Joyce Centre for Partnership and Innovation
Canada’s largest (and Hamilton’s first) zero carbon institutional building serves as a living lab for students and professionals alike on energy harvesting and conservation technologies and techniques.

An increasing disconnect shadows public debate. While almost every climate scientist and a goodly percentage of the population believe human-generated climate change is an imminent threat, populist governments led by sceptics and deniers seem on the ascendency. Fortunately, educational institutions like Hamilton’s Mohawk College seem committed to intensifying our applied knowledge of climate change and its impact. Its new Joyce Centre for Partnership and Innovation contains the Centre for Climate Change Management. In addition, to use a time honoured cliché, the Centre walks the talk earning Canada’s first institutional Zero Carbon Building (ZCB) certification from the Canada Green Building Council. The council defines ZCB as a “building that produces on-site, or procures, carbon-free renewable energy in an amount sufficient to offset the annual carbon emissions associated with building operations.”
Designed by B+H Architects in partnership with mcCallumSather, the 96,000-sq. ft. Joyce Centre employs multiple techniques to achieve the zero carbon standard. These include, among others, a high performance envelop, solar photovoltaic panel arrays on the building’s dual, visually defining roof-top wing-blades, 28 geothermal wells reaching depths of 180 metres, a heat pump system and a planted green roof. But being green is about more than envelopes and energy systems

Its interior design goes a long way to ensuring zero carbon success with attributes like digital motion and daylight sensors controlling the building’s LED lighting. But, as Lisa Bate, Global Sustainability Lead and principal at B+H Architects and Chair of the World Green Building Council (GBC) says, the design also includes elements to ensure the “building performs as an educator.” Indeed, one requirement for certification is regular reporting on Energy Use Intensity (EUI), which gauges in part how individuals are using the building in ways that minimize energy consumption. This means “a cultural shift in thinking for Mohawk College, its staff and students – from free access energy to individual accountability.” On-site outlets for recharging laptops, for example, are limited to force students to manage electrical usage because, as Bate says, “plug loads are the new evil.”
Perhaps most importantly, there is open access to all mechanical areas of the building populated with multiple real-time gauges to permit students to monitor and engage the zero carbon technology. Fourth year students even act as central participants in the building’s management structure. Ceilings are largely open to visually reveal electrical and mechanical structuring. “Students will get hands-on learning in how to operate, monitor and maintain a zero carbon building,” reports the College.

But the Centre also merges these and other green gestures with spatial design to create a collaborative, student-friendly educational facility. Its first level has two major lecture theatres and a cafe bracketing a double-height gallery. Façades of fritted, R30 triple-glazing on two sides of the building, along with a massive light well, spill light not only into this grand public piazza, but also into hallways, classrooms and a second level student commons. Taking a lesson from evidence-based health facility design, this generous glazing provides multiple views to the exterior landscape which stimulates and supports the learning environment.
Despite flashes of very bright colours signaling breakout rooms or to animate labs, “the Centre has a simplified elegance with refined, natural materials selected with an emphasis on their sustainability performance as well as how and where they are manufactured,” says Dora Lomax, principal at mcCallumSather. Local sourcing is important with the theatre’s structural steel supplied by Hamilton’s Walters Inc. Although the Centre’s Forbo marmoleum flooring was manufactured in the Netherlands, it is a natural, CO2-neutral product made from 43 per cent recycled linseed oil, pine rosin, wood flour, limestone, pigments, and jute. A rich natural limestone is used on the floors for major public areas. Riff-cut white oak panelling (all wood is FSC certified) creates dynamically undulating acoustic ceilings animated with LED lighting bars that arc over the gallery, hallways and theatres.
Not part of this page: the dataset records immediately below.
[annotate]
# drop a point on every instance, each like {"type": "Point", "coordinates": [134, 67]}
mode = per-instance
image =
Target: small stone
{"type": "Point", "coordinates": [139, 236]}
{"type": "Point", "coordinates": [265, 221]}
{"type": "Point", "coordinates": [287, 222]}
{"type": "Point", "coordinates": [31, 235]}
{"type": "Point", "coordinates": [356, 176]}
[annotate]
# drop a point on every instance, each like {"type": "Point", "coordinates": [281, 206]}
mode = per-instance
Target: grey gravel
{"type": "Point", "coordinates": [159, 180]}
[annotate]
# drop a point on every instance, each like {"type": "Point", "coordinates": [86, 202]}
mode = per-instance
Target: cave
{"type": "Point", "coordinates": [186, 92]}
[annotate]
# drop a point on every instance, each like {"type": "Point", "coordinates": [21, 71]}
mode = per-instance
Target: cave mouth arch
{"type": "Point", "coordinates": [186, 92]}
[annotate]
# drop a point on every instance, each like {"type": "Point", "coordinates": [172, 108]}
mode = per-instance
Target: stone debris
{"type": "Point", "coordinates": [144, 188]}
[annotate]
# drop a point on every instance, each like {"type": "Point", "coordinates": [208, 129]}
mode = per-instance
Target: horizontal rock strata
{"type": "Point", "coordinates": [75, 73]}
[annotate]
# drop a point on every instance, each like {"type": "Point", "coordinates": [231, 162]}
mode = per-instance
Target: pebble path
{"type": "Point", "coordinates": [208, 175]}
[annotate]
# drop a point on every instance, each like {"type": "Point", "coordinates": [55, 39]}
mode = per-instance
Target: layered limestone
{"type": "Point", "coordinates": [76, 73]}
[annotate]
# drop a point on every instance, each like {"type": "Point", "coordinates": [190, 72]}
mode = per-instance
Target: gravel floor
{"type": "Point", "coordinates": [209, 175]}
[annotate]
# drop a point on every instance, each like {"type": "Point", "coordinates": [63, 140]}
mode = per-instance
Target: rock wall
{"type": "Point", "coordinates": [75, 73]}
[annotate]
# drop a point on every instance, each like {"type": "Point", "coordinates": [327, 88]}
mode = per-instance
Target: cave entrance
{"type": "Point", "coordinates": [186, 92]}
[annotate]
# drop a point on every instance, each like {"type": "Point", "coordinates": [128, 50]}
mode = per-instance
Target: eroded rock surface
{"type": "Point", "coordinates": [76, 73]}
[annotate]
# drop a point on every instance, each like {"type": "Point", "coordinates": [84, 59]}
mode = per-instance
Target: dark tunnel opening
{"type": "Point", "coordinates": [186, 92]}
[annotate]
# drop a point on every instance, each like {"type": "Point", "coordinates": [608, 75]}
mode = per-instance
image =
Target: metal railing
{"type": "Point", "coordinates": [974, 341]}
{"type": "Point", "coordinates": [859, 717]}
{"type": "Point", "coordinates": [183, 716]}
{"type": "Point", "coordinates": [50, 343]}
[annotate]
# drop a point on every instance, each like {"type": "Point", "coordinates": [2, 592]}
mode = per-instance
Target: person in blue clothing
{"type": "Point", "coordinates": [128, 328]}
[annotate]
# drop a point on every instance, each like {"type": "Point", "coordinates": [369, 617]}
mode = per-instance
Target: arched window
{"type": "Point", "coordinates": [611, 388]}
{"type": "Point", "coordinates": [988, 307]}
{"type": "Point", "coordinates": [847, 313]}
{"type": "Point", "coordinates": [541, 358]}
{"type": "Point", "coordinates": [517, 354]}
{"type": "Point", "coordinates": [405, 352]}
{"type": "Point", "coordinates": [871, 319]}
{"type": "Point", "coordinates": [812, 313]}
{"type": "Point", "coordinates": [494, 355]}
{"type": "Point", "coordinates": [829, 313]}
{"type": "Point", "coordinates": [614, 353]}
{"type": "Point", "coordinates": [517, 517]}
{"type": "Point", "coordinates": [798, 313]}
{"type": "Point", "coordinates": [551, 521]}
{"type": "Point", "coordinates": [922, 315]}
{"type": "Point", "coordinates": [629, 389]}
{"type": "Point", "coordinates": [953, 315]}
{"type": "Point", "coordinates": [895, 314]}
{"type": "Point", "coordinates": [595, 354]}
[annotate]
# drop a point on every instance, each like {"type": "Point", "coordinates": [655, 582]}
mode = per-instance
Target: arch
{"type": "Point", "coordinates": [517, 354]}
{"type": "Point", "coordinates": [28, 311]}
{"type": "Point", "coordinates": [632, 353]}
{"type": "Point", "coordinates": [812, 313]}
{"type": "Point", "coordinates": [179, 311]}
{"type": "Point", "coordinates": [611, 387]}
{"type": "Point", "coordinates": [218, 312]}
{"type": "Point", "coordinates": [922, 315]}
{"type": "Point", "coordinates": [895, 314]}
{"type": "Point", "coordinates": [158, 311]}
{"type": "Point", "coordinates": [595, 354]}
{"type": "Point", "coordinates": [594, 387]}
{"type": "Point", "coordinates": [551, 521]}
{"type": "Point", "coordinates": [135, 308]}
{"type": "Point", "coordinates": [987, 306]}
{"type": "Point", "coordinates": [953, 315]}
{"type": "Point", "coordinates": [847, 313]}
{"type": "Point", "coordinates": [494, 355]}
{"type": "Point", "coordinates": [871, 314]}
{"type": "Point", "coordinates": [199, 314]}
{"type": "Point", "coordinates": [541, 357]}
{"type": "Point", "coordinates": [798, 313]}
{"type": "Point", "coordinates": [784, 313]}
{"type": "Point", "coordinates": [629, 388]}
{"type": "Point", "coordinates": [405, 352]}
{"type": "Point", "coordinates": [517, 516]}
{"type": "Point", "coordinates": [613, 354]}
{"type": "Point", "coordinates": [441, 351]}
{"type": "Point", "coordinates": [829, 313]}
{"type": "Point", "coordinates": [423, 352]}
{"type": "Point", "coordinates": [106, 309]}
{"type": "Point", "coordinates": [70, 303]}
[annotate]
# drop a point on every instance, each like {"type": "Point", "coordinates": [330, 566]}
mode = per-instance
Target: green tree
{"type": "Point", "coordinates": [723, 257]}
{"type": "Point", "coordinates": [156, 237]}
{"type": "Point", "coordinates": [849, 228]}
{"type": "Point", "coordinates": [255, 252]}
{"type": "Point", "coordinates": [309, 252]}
B+H, championed by Bate, played a central role in promoting supplier buy-in and training on Origin in 2016, a free, cloud-based green materials database now part of GBC’s Arc platform. The architects, therefore, were able use Origin to rate the environmental impact of over 85,000 products worldwide. Such tracking forms a core part of determining the building’s performance, as embedded emission measurements using life-cycle assessment (LCA) software is another reporting requirement of zero carbon certification.
Beyond its green credentials, the Joyce Centre feels akin to current hi-tech office/lab design, both in its casual, transparent and light-infused interior connected by open staircases as well as the high adaptability of its spaces. Comfortable, informal spaces serve as both chill-out and work spaces. Both classrooms and labs, says Bate, are highly flexible with modular furniture and plug and play capabilities to permit different types of collaborative interaction or more classroom style core learning.
Sceptics beware; the Joyce Centre makes sustainability not painful but a catalyst for empowering, people-oriented design.